Otega Oweh’s production hasn’t completely fallen off a cliff, but it also isn’t close to what Kentucky expected when he returned as the SEC Preseason Player of the Year. Through five games, he’s been fine — averaging 12.8 points on 43/29/88 splits with 3.8 rebounds and 2.2 assists — but fine doesn’t win you the SEC, and fine doesn’t lead a Final Four run.
Against the only two real opponents on the schedule so far, things looked much worse.
In the losses to Louisville and Michigan State, Oweh shot a combined 8–25 from the field and 3–11 from deep while turning it over six times. The player Kentucky needed to be its engine has instead looked rusty, hesitant, and nowhere near the dominant force he was projected to be.

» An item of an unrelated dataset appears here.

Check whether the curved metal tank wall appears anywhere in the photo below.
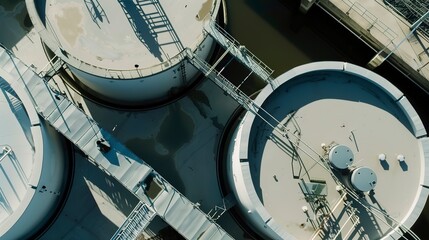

The Wildcats’ effort problem has reached the top
Kentucky’s 3–2 start has been marred by poor body language, shaky effort, and two blowouts on national stages. Whether the lack of effort caused the losses or the losses created the lack of effort no longer matters — both issues are dragging the team down.
And Oweh, the face of the program, has reflected that inconsistency.
After the Michigan State defeat, he said the team must respond.
> “Coach Pope always talks about responding when adversity hits,” Oweh said. “Our adversity hit right now, and that’s something we’re going to figure out for sure.”
Mark Pope previously blamed the Louisville collapse on a vague “pregame experience,” but offered no details. Against Michigan State in Madison Square Garden, Oweh insisted Kentucky was prepared — but admitted execution and intensity didn’t follow.
> “We prepped very well. I think we just didn’t go out and execute,” he said. “We have to have higher emotion, higher intensity when we’re in a game setting.”
The confession that shocked Big Blue Nation
The most troubling part of Oweh’s comments came when he described what he personally needs to fix.
> “With me it’s just a matter of me playing hard, having effort, 100 percent.”
Effort?
Not shooting.
Not comfort.
Not chemistry.
Effort.
For the SEC’s Preseason Player of the Year — in Madison Square Garden — after a humiliating loss the week before — that admission stunned Kentucky fans.
If your team leader needs to remind himself to play hard, something is deeply wrong.
The disconnect between Oweh’s role and his play
Instead of anchoring Kentucky with physicality and downhill aggression, Oweh has looked like a player trying to impress NBA scouts rather than a guy trying to win college basketball games. The junkyard dog mentality that made him a star at Oklahoma and early on at Kentucky has disappeared.
While Pope didn’t name him directly, his postgame message felt pointed:
“Your identity is about a collective group, not an individual person.”
Right now, Kentucky’s identity looks fractured — and the Wildcats’ top player is contributing to that fracture.
Kentucky doesn’t need a hero — it needs a heartbeat
The Wildcats don’t need Oweh to score 25 a night. They don’t need him to hit every shot.
They need him to set the tone.
To compete.
To bring force and fire when things go sideways.
Effort is the one thing a star should never be searching for. And until Oweh finds his again, Kentucky will keep drifting right with him.
Because when the preseason SEC Player of the Year admits effort is the issue, it tells you everything you need to know about where Kentucky stands right now.